Discussion in 'Introduce Yourself to the Community' started by Weav, Dec 17, 2014.

  1. Weav

    Weav Junior Member
    from USA
    Messages: 7

    I work in the carbide industry, and one of my customers swears he uses a 3/4" x 6" x 4' blade made entirely of carbide. I told him that's a size normally given for a steel blade into which carbide is brazed. You guys are the ones using the end products...can you help me out a little?
    ¬_¬
    ~the carbide guy
     
    Last edited: Dec 17, 2014
  2. dieselss

    dieselss PlowSite Fanatic
    Messages: 10,940

    What plow is that going on? 4' ain't close to standard size.
    And how heavy is that thing?
     
  3. Weav

    Weav Junior Member
    from USA
    Messages: 7

    dieselss, I don't really know! I provide the carbide that is used as the wearing edge for plows...but I admit I'm a little ignorant when it comes to the practical application.
    ¬_¬
    ~the carbide guy
     
  4. Fhawk52

    Fhawk52 Junior Member
    Messages: 22

    We use the brazed in carbide in 2 ,3, or 4 ' sections lined together side by side to add up to the full plow width and a 1 piece full length steel bolted through the carbide to the plow.
     
  5. Weav

    Weav Junior Member
    from USA
    Messages: 7

    Is the carbide 4' long or is that the steel blade, with small inch-long carbide inserts? Anyone have pictures?
     
  6. quigleysiding

    quigleysiding PlowSite.com Addict
    Messages: 1,097

  7. Weav

    Weav Junior Member
    from USA
    Messages: 7

    I'm familiar with Kennametal as they would be considered competition. The more I read the more it looks like there's no such thing as a solid carbide blade...only steel blades with carbide inserts. If anyone can disprove that notion I'd love to hear about it!
     
  8. Doughboy12

    Doughboy12 PlowSite Fanatic
    Messages: 6,668

    Stupid question... (some of you may be used to that from me.)

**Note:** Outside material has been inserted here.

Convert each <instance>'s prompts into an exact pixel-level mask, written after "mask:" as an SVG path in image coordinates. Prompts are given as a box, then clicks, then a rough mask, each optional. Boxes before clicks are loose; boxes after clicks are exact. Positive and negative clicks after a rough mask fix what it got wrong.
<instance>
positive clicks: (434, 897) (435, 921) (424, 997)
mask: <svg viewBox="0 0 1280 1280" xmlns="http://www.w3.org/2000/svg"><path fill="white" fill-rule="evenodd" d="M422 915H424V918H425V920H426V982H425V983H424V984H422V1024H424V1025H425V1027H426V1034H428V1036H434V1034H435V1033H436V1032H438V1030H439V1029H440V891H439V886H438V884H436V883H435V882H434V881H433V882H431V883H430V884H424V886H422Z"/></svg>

    Wouldn't a full Carbide cutting edge blade be far to brittle to even bolt to the plow?
     
  9. Weav

    Weav Junior Member
    from USA
    Messages: 7

    That was the thought that occurred to me when I first heard someone ask! Depending on the chemistry carbide can be tougher than most people think, but I would still think that it would work best for a plow as an insert.
     
  10. quigleysiding

    quigleysiding PlowSite.com Addict
    Messages: 1,097

    So do you have cutting edges?
     
  11. BUFF

    BUFF PlowSite Fanatic
    from FR NoCo
    Messages: 7,215

    Carbide weighs just over two times the weight of carbon steel.

    Inserting carbide round stock like Kennametal does in an edge is the way to go.
     
  12. Doughboy12

    Doughboy12 PlowSite Fanatic
    Messages: 6,668

    We know...but in the OP he said he had a guy claiming he had a "FULL" carbide cutting edge...hence the question, to the carbide guy.

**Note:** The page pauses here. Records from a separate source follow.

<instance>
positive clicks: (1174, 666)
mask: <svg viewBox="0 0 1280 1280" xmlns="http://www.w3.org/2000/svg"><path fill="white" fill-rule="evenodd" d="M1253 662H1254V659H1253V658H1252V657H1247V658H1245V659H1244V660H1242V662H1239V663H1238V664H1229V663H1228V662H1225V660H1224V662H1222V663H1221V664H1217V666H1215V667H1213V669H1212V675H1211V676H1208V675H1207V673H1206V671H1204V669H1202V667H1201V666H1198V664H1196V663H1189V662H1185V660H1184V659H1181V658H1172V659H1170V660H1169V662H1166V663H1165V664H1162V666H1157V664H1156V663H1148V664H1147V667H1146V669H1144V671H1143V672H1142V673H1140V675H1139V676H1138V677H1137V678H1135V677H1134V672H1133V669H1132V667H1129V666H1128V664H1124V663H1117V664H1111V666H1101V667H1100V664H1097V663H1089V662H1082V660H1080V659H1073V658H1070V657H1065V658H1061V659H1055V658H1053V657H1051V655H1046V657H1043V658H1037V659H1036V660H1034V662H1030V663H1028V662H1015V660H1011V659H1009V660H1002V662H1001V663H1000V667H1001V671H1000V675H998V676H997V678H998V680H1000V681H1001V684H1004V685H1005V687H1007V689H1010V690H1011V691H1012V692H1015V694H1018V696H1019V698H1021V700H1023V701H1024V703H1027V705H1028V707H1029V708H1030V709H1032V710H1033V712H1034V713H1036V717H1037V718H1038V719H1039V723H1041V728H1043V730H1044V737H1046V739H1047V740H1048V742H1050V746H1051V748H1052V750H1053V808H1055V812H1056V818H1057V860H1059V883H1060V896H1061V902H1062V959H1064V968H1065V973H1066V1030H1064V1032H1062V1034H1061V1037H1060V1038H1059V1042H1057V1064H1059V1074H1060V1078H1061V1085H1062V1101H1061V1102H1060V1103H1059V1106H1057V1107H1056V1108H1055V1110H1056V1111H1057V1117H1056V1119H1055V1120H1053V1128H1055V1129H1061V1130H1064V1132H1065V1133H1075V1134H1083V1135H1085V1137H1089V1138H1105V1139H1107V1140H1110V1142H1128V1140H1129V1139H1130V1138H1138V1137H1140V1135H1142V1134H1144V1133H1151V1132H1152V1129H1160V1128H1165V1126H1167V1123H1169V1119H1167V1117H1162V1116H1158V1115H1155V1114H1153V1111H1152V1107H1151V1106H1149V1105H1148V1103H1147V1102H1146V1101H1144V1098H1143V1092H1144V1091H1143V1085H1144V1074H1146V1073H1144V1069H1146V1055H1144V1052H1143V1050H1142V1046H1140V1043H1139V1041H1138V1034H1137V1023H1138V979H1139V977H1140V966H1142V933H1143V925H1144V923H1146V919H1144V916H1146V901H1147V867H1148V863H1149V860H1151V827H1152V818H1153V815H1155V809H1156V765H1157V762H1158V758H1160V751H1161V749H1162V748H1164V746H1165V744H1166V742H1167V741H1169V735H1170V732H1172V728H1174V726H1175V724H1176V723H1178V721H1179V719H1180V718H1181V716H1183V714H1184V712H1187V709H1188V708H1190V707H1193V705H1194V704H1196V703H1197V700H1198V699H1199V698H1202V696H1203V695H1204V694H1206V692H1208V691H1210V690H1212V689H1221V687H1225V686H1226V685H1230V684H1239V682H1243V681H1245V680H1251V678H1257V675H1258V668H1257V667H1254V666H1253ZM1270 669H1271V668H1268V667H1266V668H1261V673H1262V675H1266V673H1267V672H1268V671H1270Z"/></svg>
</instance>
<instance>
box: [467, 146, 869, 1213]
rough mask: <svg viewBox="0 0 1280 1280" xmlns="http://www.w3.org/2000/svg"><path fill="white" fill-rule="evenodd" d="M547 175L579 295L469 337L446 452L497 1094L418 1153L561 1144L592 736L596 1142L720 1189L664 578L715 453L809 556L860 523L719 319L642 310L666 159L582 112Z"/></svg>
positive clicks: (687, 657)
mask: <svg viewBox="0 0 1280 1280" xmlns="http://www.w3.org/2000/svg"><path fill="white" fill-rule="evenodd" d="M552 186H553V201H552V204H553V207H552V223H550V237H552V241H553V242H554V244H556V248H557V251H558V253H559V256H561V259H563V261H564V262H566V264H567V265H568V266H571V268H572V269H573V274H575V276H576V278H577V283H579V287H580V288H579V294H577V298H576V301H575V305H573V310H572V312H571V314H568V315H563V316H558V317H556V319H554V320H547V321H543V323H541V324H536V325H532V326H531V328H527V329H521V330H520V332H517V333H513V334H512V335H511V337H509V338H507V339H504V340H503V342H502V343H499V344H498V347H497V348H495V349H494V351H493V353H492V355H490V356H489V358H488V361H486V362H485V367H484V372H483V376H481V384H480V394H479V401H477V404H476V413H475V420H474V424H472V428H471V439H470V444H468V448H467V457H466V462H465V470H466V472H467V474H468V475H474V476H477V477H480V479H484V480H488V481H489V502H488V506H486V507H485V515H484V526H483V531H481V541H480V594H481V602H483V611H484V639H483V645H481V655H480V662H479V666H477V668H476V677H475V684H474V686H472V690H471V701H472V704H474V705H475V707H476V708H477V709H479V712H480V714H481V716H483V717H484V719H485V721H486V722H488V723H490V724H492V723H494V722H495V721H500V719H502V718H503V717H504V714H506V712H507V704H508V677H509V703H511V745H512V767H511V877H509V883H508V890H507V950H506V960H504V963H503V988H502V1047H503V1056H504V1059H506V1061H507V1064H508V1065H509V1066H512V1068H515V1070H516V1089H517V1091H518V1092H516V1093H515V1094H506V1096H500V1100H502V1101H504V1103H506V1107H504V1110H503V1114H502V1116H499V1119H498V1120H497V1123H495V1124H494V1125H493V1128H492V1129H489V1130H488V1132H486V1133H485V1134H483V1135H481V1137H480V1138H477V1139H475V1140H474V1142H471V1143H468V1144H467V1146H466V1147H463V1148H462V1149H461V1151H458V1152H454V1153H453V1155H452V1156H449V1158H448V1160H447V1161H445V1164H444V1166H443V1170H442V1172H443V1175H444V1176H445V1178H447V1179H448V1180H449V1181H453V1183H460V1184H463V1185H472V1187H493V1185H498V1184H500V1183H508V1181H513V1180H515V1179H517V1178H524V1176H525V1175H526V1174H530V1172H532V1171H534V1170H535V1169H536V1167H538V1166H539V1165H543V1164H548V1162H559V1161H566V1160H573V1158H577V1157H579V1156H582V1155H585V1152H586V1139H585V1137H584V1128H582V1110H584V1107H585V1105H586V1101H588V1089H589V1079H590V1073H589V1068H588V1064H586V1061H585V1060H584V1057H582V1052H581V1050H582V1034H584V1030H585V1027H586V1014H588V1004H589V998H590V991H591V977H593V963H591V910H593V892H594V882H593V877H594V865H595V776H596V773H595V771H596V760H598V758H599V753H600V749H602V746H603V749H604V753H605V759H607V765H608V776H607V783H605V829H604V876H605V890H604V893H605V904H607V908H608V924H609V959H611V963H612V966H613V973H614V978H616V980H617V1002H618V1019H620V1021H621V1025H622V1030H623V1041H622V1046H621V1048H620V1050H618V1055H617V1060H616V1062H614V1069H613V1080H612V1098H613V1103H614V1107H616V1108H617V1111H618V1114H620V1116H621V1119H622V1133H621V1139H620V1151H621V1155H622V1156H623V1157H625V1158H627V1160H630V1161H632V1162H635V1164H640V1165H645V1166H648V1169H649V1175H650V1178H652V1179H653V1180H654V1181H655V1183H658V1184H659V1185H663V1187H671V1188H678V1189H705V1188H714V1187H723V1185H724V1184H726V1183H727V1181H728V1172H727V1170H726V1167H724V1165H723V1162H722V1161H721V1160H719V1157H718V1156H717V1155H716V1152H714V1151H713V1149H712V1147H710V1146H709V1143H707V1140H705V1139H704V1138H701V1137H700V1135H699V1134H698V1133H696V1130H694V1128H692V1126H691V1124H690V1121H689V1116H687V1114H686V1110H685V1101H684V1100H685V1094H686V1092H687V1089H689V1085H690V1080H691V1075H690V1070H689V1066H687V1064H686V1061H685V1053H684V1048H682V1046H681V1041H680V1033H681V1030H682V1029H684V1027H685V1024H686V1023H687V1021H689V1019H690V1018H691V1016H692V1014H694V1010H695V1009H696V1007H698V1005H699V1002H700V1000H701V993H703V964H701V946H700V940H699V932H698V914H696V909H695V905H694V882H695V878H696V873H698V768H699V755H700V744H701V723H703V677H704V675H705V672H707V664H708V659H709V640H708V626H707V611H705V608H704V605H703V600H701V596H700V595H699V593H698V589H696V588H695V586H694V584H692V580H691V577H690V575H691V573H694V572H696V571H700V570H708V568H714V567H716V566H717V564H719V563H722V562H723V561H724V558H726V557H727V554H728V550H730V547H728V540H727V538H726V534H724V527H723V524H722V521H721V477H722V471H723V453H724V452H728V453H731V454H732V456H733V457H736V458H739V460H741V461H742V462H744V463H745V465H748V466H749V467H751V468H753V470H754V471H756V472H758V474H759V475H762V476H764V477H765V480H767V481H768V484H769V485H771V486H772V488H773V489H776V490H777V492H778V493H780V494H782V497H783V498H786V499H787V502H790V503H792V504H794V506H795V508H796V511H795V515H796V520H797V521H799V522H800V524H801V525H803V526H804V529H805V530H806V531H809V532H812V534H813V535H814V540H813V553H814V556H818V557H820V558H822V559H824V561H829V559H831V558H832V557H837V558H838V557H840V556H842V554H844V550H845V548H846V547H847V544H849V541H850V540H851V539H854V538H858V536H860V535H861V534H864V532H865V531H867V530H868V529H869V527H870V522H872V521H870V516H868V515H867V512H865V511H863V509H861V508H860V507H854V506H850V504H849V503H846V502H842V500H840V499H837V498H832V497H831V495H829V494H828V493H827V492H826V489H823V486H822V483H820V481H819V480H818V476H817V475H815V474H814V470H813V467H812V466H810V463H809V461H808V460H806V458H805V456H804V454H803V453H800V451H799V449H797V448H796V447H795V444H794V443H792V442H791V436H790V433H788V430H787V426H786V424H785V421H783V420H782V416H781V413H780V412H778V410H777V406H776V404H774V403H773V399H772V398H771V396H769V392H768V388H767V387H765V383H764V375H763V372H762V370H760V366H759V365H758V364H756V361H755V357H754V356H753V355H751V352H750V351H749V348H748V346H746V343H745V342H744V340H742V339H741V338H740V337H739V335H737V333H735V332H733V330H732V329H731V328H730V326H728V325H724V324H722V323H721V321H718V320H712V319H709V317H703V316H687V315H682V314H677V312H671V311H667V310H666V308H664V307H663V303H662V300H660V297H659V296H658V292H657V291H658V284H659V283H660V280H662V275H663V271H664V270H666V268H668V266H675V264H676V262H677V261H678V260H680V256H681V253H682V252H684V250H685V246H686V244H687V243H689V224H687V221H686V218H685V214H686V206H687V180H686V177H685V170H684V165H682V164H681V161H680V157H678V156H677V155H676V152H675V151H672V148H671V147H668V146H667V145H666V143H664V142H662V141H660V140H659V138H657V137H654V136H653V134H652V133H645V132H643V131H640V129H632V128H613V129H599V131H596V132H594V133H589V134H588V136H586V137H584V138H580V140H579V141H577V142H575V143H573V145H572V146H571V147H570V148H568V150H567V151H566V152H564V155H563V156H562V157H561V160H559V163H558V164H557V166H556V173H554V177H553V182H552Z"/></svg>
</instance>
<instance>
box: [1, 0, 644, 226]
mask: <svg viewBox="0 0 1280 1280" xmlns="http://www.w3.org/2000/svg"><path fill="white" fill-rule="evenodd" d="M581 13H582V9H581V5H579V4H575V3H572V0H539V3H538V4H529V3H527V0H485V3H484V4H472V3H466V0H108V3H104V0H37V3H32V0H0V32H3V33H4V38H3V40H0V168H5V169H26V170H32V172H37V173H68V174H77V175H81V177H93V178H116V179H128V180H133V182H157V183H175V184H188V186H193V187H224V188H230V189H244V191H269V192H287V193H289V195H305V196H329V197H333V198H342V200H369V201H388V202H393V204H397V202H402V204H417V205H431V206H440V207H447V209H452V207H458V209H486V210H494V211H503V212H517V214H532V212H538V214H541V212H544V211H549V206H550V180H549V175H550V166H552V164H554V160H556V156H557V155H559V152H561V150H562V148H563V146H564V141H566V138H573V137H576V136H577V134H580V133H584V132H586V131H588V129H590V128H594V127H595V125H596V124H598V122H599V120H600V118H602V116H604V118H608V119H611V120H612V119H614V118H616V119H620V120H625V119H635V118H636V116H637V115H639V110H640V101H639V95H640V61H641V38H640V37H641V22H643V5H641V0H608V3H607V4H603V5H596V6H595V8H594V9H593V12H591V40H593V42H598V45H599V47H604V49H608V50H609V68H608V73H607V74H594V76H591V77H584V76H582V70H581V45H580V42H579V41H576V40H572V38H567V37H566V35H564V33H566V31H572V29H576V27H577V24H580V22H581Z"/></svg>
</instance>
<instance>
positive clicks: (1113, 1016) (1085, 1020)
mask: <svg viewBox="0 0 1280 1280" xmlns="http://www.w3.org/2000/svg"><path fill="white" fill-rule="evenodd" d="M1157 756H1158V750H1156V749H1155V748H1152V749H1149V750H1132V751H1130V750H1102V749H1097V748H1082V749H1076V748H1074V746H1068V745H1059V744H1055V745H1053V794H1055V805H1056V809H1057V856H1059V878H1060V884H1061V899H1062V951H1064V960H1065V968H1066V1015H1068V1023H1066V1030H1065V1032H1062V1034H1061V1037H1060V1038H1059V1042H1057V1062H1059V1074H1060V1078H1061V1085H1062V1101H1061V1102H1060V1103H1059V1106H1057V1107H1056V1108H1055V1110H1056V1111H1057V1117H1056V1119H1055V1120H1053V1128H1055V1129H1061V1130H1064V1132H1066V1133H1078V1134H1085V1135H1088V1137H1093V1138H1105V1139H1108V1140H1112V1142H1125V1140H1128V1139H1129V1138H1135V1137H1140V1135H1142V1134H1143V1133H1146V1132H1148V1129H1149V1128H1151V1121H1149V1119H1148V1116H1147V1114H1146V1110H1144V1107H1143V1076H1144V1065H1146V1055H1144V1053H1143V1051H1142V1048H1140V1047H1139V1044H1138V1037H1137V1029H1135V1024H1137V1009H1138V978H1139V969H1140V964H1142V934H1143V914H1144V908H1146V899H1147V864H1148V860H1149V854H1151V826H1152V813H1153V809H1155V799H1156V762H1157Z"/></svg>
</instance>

    It is also far too impact sensitive to withstand the rigors of plowing in that form. AFAIK
     
  13. Weav

    Weav Junior Member
    from USA
    Messages: 7

    I'm just a carbide expert trying to learn from the plow experts! And I do appreciate the info guys. I posted a thread over in another forum but got no answers.
     
  14. SnowMatt13

    SnowMatt13 PlowSite.com Addict
    Messages: 1,532

    We run 11' steel edges backed by carbide on some of our municipal plows. Don't know anyone who runs a straight carbide edge only
    Our steel edge is usually 11' x 1/2" x 6" or 8" backed by 3 sections of carbide same height and thickness but lengths are 4', 4' and 3' to make up 11'.
     
  15. NAC

    NAC Senior Member
    Messages: 104

    I run a tungsten carbide insert blade behind a steel cover blade with Kennametal curb guards that have the carbide bullets in them. Usually the carbide is brazed in a slot in a steel blade.
     
  16. geer hed

    geer hed Senior Member
    Messages: 275

    Either he is mistaken or he means it is a solid insert, not the plug style. I would hate to see the price of a solid piece of carbide that size. We have tried them both, and they work about the same. The ones we had with the plugs did work very well on packed snow until the nubs wore down even with the rest of the edge, then worked as well as the others. In our area we stopped using the plug style due to they were a bit more in price. we use them on all our plows, and I swear by them for our smaller plows.